My Welsh roommate, whom I call the Welshman, sits with his feet up on the railing of the balcony of our sixth-floor apartment. It’s winter in Nagasaki, Japan and we are both English teachers working for an English language school. For lack of anything better to do (and drinking money), we have resorted to telling stories about our past.
He takes a drag of his cigarette, blows out smoke, and then looks at the cigarette in his hand at length. “I’d really like to quit, but they’re just so bloody cheap here. And the convenience―right out of the vending machine. Can’t beat the convenience, now can you? What were we talking about again?”
Looking at the cigarette hanging out of my roommate’s mouth, I suddenly crave a smoke. My mask of stoic resistance holds well, I think, until the Welshman asks me if I want to bum a cigarette from him.
“Yeah,” I say honestly. “But I think I’m going to pass all the same.”
“When’s the last time you smoked?”
The last time I smoked was about two months after my foster mother’s death and about four or so hours into what, for lack of a better term, I will call a nervous breakdown. It’s Florida, more than a year earlier and I’m speeding down I-95 in search of the shaggy monsters of my youth so that I can sit out on the beach and feel part of something again.
My lapse into complete and utterly mad sanity doesn’t happen quickly. After Debra dies, I find myself in classes like everything is pretty much back to normal. I carry on with the ritual of my life because I have bills to pay and a degree to finish. Then one day it comes on me like an avalanche. I step out onto the grass in front of the Arts and Sciences building, something deep in my bowels grabs me by the heart and tears something loose, and then I’m crying. It starts with a few tears and then snowballs into something deeper and more painful.
It’s that time in the morning when all the kids are making their way to class. I must look ridiculous with tears streaming down my face, blowing snot and blubbering. But the pain is too real and present for me to care what the other students think.
I find myself going back to my apartment, still sniffling with the occasional blubbering. I pick up a few tools I have lying around, and soon I find myself boosting some guy’s car not too far from my school. It’s the middle of the afternoon, and I’m fairly obvious about it. But the few people that pass by don’t seem to care what I’m doing. For a moment, I stop my blubbering to think about what a beautiful day it is and how great it will feel once I’m on the road speeding down I-95. And soon, I’m on my way somewhere. I have no idea where at first. But it occurs to me that I have some unfinished business. Soon, I’m past West Palm Beach and I’m not stopping. In the front seat, I have a recently purchased bottle of vodka. The pack of cigarettes I find in the glove compartment.

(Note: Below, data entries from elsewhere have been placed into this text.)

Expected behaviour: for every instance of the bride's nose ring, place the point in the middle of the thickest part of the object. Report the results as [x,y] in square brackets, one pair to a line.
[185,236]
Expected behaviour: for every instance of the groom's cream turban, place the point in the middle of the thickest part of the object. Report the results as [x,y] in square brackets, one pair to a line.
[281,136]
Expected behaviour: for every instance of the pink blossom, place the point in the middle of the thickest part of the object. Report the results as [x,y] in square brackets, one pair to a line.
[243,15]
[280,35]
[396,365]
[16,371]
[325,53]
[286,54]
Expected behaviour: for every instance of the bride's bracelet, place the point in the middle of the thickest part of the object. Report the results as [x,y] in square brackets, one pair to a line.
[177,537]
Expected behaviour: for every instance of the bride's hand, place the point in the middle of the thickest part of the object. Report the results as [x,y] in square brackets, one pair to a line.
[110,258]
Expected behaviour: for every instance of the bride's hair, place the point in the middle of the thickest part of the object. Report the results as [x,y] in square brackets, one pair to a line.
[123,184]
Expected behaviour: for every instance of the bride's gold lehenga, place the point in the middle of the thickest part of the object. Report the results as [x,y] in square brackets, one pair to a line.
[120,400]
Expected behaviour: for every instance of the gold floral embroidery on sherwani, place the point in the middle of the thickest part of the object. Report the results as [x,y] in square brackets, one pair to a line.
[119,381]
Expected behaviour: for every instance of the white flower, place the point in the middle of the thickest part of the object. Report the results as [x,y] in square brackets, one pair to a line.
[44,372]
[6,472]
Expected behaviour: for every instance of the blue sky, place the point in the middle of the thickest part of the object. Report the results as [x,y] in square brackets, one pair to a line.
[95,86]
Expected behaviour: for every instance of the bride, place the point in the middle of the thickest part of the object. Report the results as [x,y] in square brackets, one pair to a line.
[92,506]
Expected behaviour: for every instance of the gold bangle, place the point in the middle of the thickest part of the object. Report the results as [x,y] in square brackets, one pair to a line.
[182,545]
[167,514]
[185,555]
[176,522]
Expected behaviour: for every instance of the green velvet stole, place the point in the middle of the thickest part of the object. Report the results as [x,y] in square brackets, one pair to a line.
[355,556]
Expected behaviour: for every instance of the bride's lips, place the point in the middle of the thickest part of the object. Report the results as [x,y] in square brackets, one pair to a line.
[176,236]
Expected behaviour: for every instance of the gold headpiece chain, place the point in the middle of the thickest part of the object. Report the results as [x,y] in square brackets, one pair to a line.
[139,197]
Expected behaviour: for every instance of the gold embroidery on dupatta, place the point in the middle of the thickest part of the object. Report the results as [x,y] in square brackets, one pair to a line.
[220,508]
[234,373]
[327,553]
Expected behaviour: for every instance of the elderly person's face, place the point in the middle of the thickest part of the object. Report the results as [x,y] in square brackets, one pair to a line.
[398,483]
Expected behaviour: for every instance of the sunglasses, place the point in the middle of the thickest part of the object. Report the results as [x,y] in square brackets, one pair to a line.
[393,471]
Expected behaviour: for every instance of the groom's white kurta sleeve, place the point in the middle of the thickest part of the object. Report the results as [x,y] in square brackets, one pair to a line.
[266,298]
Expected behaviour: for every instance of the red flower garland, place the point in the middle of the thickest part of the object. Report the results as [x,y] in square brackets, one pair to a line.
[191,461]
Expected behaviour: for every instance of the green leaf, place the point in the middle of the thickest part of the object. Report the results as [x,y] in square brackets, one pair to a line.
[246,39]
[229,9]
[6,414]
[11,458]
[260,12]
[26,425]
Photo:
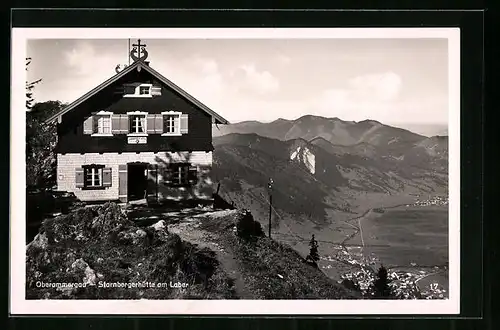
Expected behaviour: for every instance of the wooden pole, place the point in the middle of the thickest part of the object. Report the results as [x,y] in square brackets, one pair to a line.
[270,209]
[270,187]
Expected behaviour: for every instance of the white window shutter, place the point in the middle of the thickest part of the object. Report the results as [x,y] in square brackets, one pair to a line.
[150,124]
[79,177]
[155,91]
[158,124]
[123,124]
[88,125]
[184,123]
[115,124]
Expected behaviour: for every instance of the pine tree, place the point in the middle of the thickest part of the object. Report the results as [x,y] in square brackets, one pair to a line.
[381,286]
[29,88]
[313,256]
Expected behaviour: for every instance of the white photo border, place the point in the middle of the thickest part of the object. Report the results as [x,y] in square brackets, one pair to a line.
[19,305]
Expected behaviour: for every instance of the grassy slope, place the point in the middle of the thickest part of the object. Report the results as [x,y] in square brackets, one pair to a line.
[272,270]
[115,250]
[112,248]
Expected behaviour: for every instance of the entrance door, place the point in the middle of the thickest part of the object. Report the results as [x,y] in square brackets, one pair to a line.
[137,181]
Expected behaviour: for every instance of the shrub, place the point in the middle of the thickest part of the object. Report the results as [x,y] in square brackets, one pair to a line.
[246,226]
[313,256]
[381,288]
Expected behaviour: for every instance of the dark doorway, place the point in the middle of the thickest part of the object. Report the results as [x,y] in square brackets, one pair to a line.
[137,180]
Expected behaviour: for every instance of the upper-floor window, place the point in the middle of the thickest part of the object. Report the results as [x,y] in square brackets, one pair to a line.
[171,123]
[137,123]
[140,90]
[99,124]
[102,124]
[144,90]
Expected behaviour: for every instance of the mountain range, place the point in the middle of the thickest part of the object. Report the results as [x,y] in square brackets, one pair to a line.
[323,168]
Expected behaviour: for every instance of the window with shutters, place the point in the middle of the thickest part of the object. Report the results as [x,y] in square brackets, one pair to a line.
[138,90]
[101,124]
[137,123]
[144,90]
[93,177]
[174,123]
[181,174]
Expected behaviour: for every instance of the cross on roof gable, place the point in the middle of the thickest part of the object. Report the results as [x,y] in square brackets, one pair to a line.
[139,64]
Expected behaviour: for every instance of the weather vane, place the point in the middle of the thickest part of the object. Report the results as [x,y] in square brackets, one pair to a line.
[120,67]
[139,52]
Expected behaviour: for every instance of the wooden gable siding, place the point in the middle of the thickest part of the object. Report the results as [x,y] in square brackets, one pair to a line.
[72,140]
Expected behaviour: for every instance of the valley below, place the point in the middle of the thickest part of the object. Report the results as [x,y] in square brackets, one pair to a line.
[381,198]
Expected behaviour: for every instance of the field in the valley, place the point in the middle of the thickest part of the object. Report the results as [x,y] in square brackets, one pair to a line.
[407,235]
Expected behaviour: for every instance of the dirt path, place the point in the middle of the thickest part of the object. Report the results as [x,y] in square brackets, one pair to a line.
[189,231]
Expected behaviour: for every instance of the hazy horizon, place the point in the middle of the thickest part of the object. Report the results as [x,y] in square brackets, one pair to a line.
[388,80]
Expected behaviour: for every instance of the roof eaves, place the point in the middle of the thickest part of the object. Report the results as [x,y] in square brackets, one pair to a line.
[179,90]
[92,92]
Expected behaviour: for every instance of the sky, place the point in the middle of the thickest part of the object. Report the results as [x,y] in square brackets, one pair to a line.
[388,80]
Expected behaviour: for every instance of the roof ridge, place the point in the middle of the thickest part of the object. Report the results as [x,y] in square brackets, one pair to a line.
[127,70]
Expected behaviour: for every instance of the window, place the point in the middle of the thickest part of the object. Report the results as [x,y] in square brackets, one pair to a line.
[144,90]
[137,124]
[181,174]
[171,123]
[103,124]
[138,90]
[93,177]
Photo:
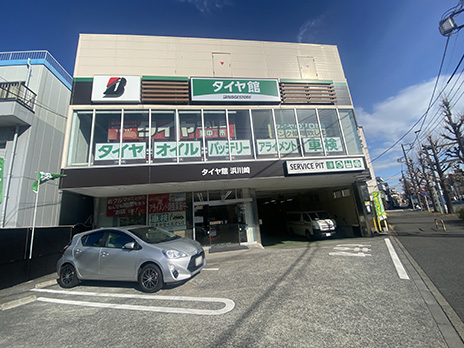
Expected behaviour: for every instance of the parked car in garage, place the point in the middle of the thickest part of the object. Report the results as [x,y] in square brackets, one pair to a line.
[148,255]
[311,224]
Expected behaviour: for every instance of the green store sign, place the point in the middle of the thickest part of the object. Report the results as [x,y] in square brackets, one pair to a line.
[325,166]
[235,90]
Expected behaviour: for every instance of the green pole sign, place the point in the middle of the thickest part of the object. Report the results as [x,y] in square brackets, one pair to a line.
[378,204]
[235,90]
[2,162]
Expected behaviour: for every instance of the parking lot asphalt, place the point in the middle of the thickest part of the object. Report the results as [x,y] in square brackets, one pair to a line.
[332,293]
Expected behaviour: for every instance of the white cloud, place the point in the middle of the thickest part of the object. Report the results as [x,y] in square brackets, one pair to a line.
[207,6]
[309,31]
[392,118]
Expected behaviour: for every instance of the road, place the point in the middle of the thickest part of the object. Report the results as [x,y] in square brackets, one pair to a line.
[439,253]
[333,293]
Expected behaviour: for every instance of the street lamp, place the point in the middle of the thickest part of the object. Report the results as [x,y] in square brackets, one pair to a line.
[448,24]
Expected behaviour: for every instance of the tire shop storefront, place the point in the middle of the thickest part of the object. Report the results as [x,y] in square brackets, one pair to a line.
[216,158]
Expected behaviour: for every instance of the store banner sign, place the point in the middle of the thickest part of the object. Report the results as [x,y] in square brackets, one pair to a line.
[164,129]
[332,144]
[221,148]
[234,90]
[169,149]
[269,146]
[110,151]
[116,89]
[325,166]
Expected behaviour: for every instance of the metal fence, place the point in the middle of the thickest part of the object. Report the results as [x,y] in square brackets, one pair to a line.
[15,265]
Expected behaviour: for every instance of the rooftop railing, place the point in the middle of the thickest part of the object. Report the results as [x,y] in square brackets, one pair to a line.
[16,91]
[37,57]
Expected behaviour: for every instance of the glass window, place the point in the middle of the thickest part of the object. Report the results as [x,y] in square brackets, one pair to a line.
[118,239]
[350,131]
[96,239]
[331,132]
[106,140]
[190,136]
[310,132]
[163,135]
[287,133]
[265,137]
[79,144]
[216,134]
[135,137]
[240,134]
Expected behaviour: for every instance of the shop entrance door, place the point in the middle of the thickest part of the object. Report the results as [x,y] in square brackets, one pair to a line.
[220,224]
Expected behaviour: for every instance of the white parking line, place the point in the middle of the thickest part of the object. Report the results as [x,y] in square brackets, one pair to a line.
[228,304]
[396,260]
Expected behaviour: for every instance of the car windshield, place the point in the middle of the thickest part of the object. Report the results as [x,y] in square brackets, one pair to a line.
[314,216]
[153,235]
[323,215]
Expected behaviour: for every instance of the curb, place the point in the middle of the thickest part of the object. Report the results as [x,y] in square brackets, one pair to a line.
[448,322]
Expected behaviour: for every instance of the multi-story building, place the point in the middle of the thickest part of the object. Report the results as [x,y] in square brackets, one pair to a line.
[214,139]
[34,99]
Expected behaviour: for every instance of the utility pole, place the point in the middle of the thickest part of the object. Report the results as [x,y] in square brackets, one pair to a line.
[430,188]
[407,189]
[441,175]
[413,178]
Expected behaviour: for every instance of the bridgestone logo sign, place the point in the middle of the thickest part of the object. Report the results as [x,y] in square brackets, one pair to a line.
[325,166]
[230,90]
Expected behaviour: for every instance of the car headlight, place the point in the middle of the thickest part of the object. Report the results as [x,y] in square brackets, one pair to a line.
[174,254]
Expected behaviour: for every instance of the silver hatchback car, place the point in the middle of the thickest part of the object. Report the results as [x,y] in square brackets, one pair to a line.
[148,255]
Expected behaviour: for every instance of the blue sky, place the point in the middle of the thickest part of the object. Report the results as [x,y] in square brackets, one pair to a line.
[390,50]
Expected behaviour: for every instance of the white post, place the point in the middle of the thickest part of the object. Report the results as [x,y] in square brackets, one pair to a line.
[33,220]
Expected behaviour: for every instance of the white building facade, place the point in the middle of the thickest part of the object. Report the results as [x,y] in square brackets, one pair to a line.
[34,100]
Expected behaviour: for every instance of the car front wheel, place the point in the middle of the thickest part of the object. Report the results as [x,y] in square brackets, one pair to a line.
[150,278]
[68,276]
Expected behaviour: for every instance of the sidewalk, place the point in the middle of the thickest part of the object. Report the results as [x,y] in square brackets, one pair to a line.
[332,293]
[433,245]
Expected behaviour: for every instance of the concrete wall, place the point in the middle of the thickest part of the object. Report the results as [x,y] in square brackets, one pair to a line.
[174,56]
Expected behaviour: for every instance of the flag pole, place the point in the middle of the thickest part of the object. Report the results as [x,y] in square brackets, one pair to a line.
[33,220]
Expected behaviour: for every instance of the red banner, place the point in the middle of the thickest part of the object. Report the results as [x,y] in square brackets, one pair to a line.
[126,206]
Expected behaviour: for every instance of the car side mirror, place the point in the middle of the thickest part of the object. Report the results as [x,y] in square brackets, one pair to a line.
[130,246]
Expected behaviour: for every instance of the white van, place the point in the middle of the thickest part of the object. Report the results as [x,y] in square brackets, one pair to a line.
[311,224]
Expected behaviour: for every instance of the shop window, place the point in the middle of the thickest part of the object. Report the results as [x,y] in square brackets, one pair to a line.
[350,131]
[287,133]
[241,144]
[265,137]
[106,142]
[190,136]
[332,139]
[79,144]
[164,146]
[310,132]
[217,140]
[135,137]
[222,195]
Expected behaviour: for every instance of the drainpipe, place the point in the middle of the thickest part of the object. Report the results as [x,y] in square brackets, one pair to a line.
[9,176]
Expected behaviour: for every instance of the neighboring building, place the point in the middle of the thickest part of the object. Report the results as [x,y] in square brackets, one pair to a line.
[219,137]
[34,99]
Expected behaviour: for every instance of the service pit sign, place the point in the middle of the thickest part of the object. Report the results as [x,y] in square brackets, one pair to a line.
[235,90]
[325,166]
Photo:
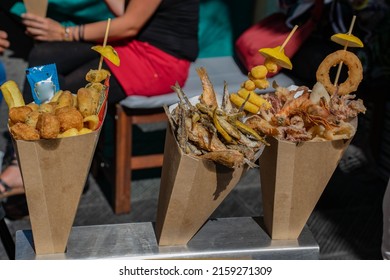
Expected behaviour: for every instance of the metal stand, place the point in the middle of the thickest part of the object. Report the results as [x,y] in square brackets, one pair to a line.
[227,238]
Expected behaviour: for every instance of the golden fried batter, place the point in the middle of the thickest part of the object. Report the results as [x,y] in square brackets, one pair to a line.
[46,108]
[69,118]
[65,99]
[96,76]
[22,131]
[19,114]
[86,101]
[33,106]
[32,118]
[48,126]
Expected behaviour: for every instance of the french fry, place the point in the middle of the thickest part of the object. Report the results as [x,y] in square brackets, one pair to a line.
[91,122]
[12,95]
[238,100]
[84,130]
[254,98]
[68,133]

Why not? As a revolt against the last four or five years of my life, I light up and puff away. There is nothing triumphant about my revolt. (A man who claims the puff of a cigarette and the lame chug of cheap vodka as victory is a sad specter indeed.) But there is the bittersweet relief of the fall. In my mind, I can see Debra as she lies there in her final helpless moments, her eyes motionless and her breath fading.
At the age of twenty-one, almost twenty-two, I feel once again like going home.
The congestion of South Florida traffic begins to clear up and with the open road I find a new sense of freedom. I’m a child again, and for me that means simultaneously growing older and more feral. In my mind, I find cats meowing and the cigarette smoke of the Welshman slapping me in the face, and I chug vodka in order to drown out their cries. In the background, the wind is picking up, the convertible dies away, as does the vodka, and I find myself back on the balcony with the Welshman.
I take one of his smokes. The thing in my bowels tries to grab for my heart but instead hits something heavy and motionless, and I smile. The wet soppy, blubbering tears of twenty-one almost twenty-two dry up into the little impulsive tears of almost twenty-three, and there is something triumphant inside me that shouts as the thing in my bowels grasps around helplessly for something to pull apart.
I laugh a little.
“You alright, mate?” the Welshman asks.